From 0a8a3aba89a343441ca581c10dd6b5f5e2f37cba Mon Sep 17 00:00:00 2001
From: Pierre Glaser <pierreglaser@msn.com>
Date: Mon, 1 Jul 2019 10:19:02 +0200
Subject: [PATCH] ENH add batching benchmarks

---
 benchmarks/bench_auto_batching.py | 149 ++++++++++++++++++++++++++++++
 benchmarks/common.py              |  31 +++++++
 2 files changed, 180 insertions(+)
 create mode 100644 benchmarks/bench_auto_batching.py

diff --git a/benchmarks/bench_auto_batching.py b/benchmarks/bench_auto_batching.py
new file mode 100644
index 0000000..cb68453
--- /dev/null
+++ b/benchmarks/bench_auto_batching.py
@@ -0,0 +1,149 @@
+#!/usr/bin/env python
+# -*- coding: utf-8 -*-
+#
+# Benchmark suite for joblib
+#
+# Author: Pierre Glaser
+"""Benchmarking the impact of joblib's task batching strategy"""
+import tempfile
+import time
+
+from joblib import Parallel, delayed
+import numpy as np
+
+from .common import Benchmark, sleep_noop
+
+
+def bench_short_tasks(
+    task_times,
+    input_data_size=0,
+    output_data_size=0,
+    memmap_input=False,
+    parallel_inst=None,
+):
+
+    with tempfile.NamedTemporaryFile() as temp_file:
+        if input_data_size:
+            # Generate some input data with the required size
+            if memmap_input:
+                temp_file.close()
+                input_data = np.memmap(
+                    temp_file.name,
+                    shape=input_data_size,
+                    dtype=np.byte,
+                    mode="w+",
+                )
+                input_data[:] = 1
+            else:
+                input_data = np.ones(input_data_size, dtype=np.byte)
+        else:
+            input_data = None
+
+        parallel_inst(
+            delayed(sleep_noop)(max(t, 0), input_data, output_data_size)

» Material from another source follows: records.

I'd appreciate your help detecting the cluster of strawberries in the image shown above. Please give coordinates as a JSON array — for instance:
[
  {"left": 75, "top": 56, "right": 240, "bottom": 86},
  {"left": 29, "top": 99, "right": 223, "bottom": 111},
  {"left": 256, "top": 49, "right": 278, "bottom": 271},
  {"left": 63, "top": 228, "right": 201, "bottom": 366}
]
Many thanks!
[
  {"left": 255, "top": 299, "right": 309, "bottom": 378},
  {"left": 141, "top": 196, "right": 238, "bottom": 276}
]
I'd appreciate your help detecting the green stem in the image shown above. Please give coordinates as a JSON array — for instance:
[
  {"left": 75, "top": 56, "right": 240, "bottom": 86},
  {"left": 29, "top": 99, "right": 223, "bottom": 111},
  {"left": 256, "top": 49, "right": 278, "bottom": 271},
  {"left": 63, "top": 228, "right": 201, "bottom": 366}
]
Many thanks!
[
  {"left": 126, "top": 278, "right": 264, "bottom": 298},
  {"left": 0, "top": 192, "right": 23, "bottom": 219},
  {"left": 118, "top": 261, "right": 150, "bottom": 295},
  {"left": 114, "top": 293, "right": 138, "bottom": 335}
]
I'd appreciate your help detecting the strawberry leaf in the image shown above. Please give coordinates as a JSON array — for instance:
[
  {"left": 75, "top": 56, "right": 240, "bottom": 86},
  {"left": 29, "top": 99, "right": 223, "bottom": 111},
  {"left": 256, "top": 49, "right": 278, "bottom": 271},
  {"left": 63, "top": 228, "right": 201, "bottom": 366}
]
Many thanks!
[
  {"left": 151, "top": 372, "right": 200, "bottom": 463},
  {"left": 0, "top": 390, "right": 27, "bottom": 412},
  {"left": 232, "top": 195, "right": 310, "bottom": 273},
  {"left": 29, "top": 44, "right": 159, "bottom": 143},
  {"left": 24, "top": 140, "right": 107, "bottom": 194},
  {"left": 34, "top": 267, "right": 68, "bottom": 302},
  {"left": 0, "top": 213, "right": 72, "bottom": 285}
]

+            for t in task_times
+        )
+
+
+class AutoBatchingSuite(Benchmark):
+    repeat = 1
+    number = 1
+    warmup_time = 0
+
+    # In practice, the input size does not influence the benchmarks very much:
+    # The input is a numpy array. Small numpy arrays are pickled very fast and
+    # do not incur significant overhead. Large numpy arrays can take time to be
+    # pickled, but end up being memmapped, which only incurs a one-time
+    # serialization cost, and thus will stop influence the batching after only
+    # a few batches. Therefore, we fix this parameter for now.
+    param_names = ["input_size", "n_jobs"]
+    params = ([10000, 100000, 1000000], [1, 2, 4])
+    parallel_parameters = dict(
+        verbose=10, backend="loky", pre_dispatch="2*n_jobs"
+    )
+    bench_parameters = dict(
+        output_data_size=int(1e5)  # output data size in bytes,
+    )
+
+    def setup(self, input_size, n_jobs):
+        # Each benchmark is determined by its parameter set and the
+        # duration profile of the tasks it has to execute. The following lines
+        # defines a variety of task duration profiles.
+        random_state = np.random.RandomState(42)
+        high_variance = np.abs(
+            random_state.normal(loc=0.000001, scale=0.01, size=5000)
+        )
+
+        low_variance = np.empty_like(high_variance)
+        low_variance[:] = np.mean(high_variance)
+
+        self.high_variance = high_variance
+        self.low_variance = low_variance
+
+        # Set up a cycling task duration pattern that the auto batching
+        # feature should be able to roughly track. We use an even power of cos
+        # to get only positive task durations with a majority close to zero
+        # (only data transfer overhead).
+        slow_time = 0.2
+        positive_wave = np.cos(np.linspace(0, 6 * np.pi, 2000)) ** 8
+        self.cyclic = positive_wave * slow_time
+
+        # Simulate a situation where a few long tasks have to be executed, and
+        # the first ones are cached. Because for the cached tasks, the apparent
+        # compute time will seem very small, joblib will increase a lot the
+        # batch size, which will potentially strangling workers.
+        self.partially_cached = [1e-3] * 200 + [1] * 50
+
+        self.parallel = Parallel(n_jobs=n_jobs, **self.parallel_parameters)
+
+        # warm up the executor to mask worker-process creation overhead.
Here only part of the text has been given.